On Wed, Jun 5, 2013 at 2:18 PM, John Chilton <chil...@msi.umn.edu> wrote:
> Three quick comments on this thread:
> - A real short-coming of my colleague JJ is that he doesn't possess a
> tenth the ego that I do, so he doesn't care, but I think it is
> important he gets credit. He did 85% of the work, and the harder 85%
> at that, so they should be called the JJ changes.
> - It is possible to get rpy working with newer versions of R (at least
> 3.0.0) because CloudBioLinux is configured this way and it seems to
> work for me. (Not that there aren't other problems -
> https://github.com/chapmanb/cloudbiolinux/commit/302072341696390dc1cf3ae1dd88a9c1ca35a4fa).
> CloudBioLinux is configured to get its rpy packages here
> http://watson.nci.nih.gov/cran_mirror/bin/linux/ubuntu/{precise,quantal}
> which has versions compatible with R 3.0.0.

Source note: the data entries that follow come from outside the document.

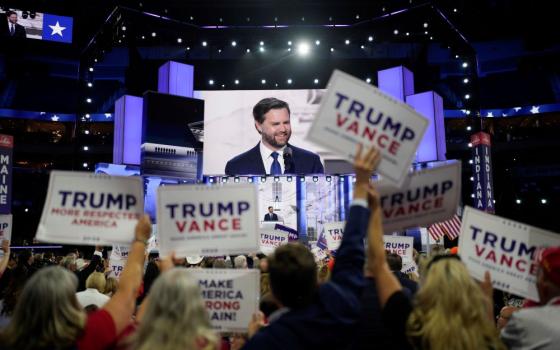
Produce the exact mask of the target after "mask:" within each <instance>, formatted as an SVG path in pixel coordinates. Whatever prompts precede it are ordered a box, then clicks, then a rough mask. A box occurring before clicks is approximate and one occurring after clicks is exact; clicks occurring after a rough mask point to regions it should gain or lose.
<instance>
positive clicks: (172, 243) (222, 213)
mask: <svg viewBox="0 0 560 350" xmlns="http://www.w3.org/2000/svg"><path fill="white" fill-rule="evenodd" d="M157 200H158V229H157V231H158V233H159V237H158V239H159V244H160V254H161V255H167V254H169V253H170V252H171V251H175V253H176V254H177V255H180V256H188V255H202V256H217V255H229V254H242V253H252V252H257V251H258V250H259V238H260V237H259V226H258V217H257V212H258V210H257V190H256V187H255V186H253V185H249V184H228V185H224V186H206V185H177V186H164V187H160V188H159V189H158V199H157Z"/></svg>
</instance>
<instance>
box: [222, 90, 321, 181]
mask: <svg viewBox="0 0 560 350" xmlns="http://www.w3.org/2000/svg"><path fill="white" fill-rule="evenodd" d="M253 118H254V119H255V129H256V130H257V132H258V133H259V134H260V135H261V140H260V142H259V143H258V144H257V145H256V146H255V147H253V148H251V149H250V150H248V151H247V152H245V153H242V154H240V155H238V156H236V157H234V158H232V159H230V160H229V161H228V162H227V164H226V168H225V173H226V175H231V176H233V175H265V174H271V175H281V174H322V173H324V172H325V171H324V169H323V164H321V160H320V158H319V156H318V155H317V154H315V153H313V152H310V151H307V150H304V149H303V148H299V147H295V146H293V145H291V144H289V143H288V141H290V137H291V135H292V127H291V124H290V107H289V106H288V103H286V102H284V101H282V100H279V99H277V98H273V97H269V98H264V99H262V100H260V101H259V102H258V103H257V104H256V105H255V107H254V108H253Z"/></svg>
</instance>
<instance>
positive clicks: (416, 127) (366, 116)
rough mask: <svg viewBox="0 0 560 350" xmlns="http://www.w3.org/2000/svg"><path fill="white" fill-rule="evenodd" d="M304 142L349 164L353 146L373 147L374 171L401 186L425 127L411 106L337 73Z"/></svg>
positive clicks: (420, 118)
mask: <svg viewBox="0 0 560 350" xmlns="http://www.w3.org/2000/svg"><path fill="white" fill-rule="evenodd" d="M327 86H328V90H327V94H326V97H325V99H324V100H323V102H322V103H321V107H320V109H319V113H318V114H317V117H316V118H315V119H314V121H313V125H312V126H311V129H310V130H309V133H308V134H307V138H308V139H309V140H310V141H312V142H315V143H317V144H319V145H321V146H323V147H325V148H327V149H329V150H331V151H334V152H336V153H338V154H340V155H341V156H343V157H345V158H346V159H348V161H350V162H352V161H353V160H354V154H355V152H356V145H357V144H363V145H364V146H366V147H375V148H377V149H378V150H379V151H380V152H381V155H382V157H383V158H382V160H381V163H380V164H379V167H378V171H379V173H380V174H381V175H383V177H384V178H386V179H387V180H388V181H390V182H391V183H393V184H394V185H397V186H399V187H400V185H401V184H402V182H403V181H404V179H405V178H406V174H407V173H408V170H409V167H410V164H411V162H412V159H413V157H414V155H415V153H416V149H417V148H418V145H419V144H420V141H422V138H423V136H424V132H425V131H426V128H427V127H428V119H426V118H424V117H423V116H421V115H420V114H418V112H416V111H414V110H413V109H412V108H411V107H410V106H408V105H406V104H404V103H402V102H399V101H397V100H395V99H393V98H392V97H390V96H388V95H386V94H384V93H383V92H381V91H380V90H379V89H377V88H376V87H373V86H371V85H369V84H367V83H365V82H363V81H361V80H360V79H357V78H355V77H353V76H351V75H348V74H346V73H343V72H341V71H338V70H335V71H334V73H333V74H332V76H331V78H330V80H329V84H328V85H327Z"/></svg>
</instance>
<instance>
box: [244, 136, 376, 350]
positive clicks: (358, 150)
mask: <svg viewBox="0 0 560 350" xmlns="http://www.w3.org/2000/svg"><path fill="white" fill-rule="evenodd" d="M380 159H381V156H380V153H379V152H378V151H377V150H376V149H373V148H372V149H371V150H369V151H367V152H365V154H362V147H359V148H358V151H357V153H356V158H355V161H354V169H355V171H356V185H355V190H354V201H353V203H352V205H351V207H350V212H349V217H348V220H347V224H346V228H345V230H344V233H345V234H344V237H343V239H342V243H341V245H340V248H339V249H338V252H337V261H336V264H335V266H334V268H333V271H332V275H331V279H330V280H329V282H327V283H324V284H322V285H320V286H319V285H318V283H317V265H316V263H315V258H314V256H313V254H312V253H311V251H310V250H309V249H307V248H306V247H305V246H304V245H302V244H299V243H288V244H285V245H282V246H280V247H278V248H276V250H275V251H274V254H272V255H271V256H270V257H269V273H270V287H271V291H272V295H273V296H274V298H275V299H276V301H277V304H278V306H279V310H277V311H276V312H275V313H273V314H272V315H270V317H269V320H268V321H269V325H268V326H266V327H265V323H264V315H263V313H257V314H255V315H254V316H253V320H252V322H251V323H250V324H249V336H250V339H249V341H248V342H247V344H246V345H245V349H248V350H251V349H318V348H325V349H326V348H328V349H340V348H343V347H344V346H345V345H346V343H347V342H348V338H349V337H350V336H351V335H352V333H353V331H354V329H353V328H354V327H353V326H354V325H355V323H356V321H357V319H358V318H359V316H360V296H361V293H362V287H363V282H364V276H363V266H364V245H363V240H364V235H365V232H366V228H367V221H368V217H369V214H370V211H369V208H368V201H367V199H368V187H369V183H370V178H371V176H372V173H373V171H374V170H375V168H376V166H377V164H378V163H379V161H380Z"/></svg>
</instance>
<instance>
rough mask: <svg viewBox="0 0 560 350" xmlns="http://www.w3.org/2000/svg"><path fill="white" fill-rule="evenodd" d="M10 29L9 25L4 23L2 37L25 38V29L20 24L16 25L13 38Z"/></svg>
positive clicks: (9, 24) (8, 23)
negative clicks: (8, 36) (4, 35)
mask: <svg viewBox="0 0 560 350" xmlns="http://www.w3.org/2000/svg"><path fill="white" fill-rule="evenodd" d="M10 27H11V25H10V23H9V22H6V24H5V25H4V31H3V34H4V35H6V36H9V37H12V38H27V32H26V31H25V28H24V27H23V26H22V25H21V24H17V23H16V28H15V33H14V35H13V36H12V35H11V33H10Z"/></svg>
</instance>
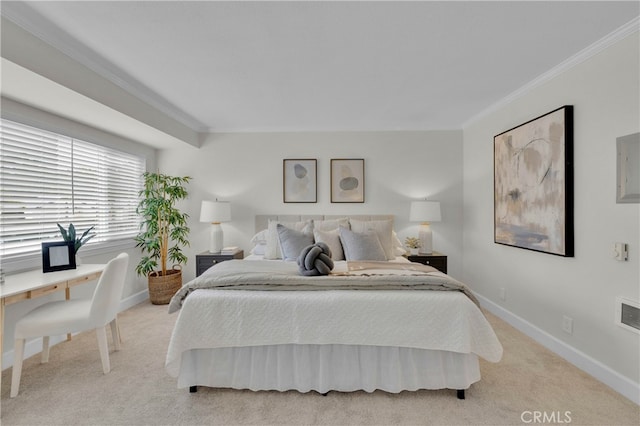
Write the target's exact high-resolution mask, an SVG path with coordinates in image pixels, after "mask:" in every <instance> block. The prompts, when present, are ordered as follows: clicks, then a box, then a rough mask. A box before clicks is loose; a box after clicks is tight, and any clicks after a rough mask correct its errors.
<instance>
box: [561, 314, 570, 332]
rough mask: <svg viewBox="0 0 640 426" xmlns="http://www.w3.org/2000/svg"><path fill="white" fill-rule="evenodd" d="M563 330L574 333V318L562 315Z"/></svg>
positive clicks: (564, 331) (564, 315)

> - Finally, an idea - "Death to RPY - The BoF". Everyone with a stake
> in this meets with laptops at the Galaxy conference together and we
> divvy up the remaining tools to convert (hopefully one tool per
> person). Every person is also assigned two of the existing converted
> tools to retest and clean up. As they are completed they are given to
> a core Galaxy developer (Nate, Dannon, Daniel, any volunteers?) to
> collect, re-retest, and okay. The changes are then committed all
> together at the end and the next Galaxy release contains no
> dependencies on rpy.
> These tools are not updated frequently, so the advantage of these all
> being upgraded in one commit before being shipped off to the tool shed
> is that an institution that is really stuck on rpy1 for whatever
> reason can just undo that single commit and keep going with the old
> tools indefinitely.
> If anybody with commit access signs on I will be happy create a BoF
> page and attend this.
> Thanks,
> -John

If you all can pull that off in Oslo, great. Otherwise a piecewise
conversion seems a sensible plan B, where both rpy (v1) and rpy2
are installed and things are updated on a tool by tool basis.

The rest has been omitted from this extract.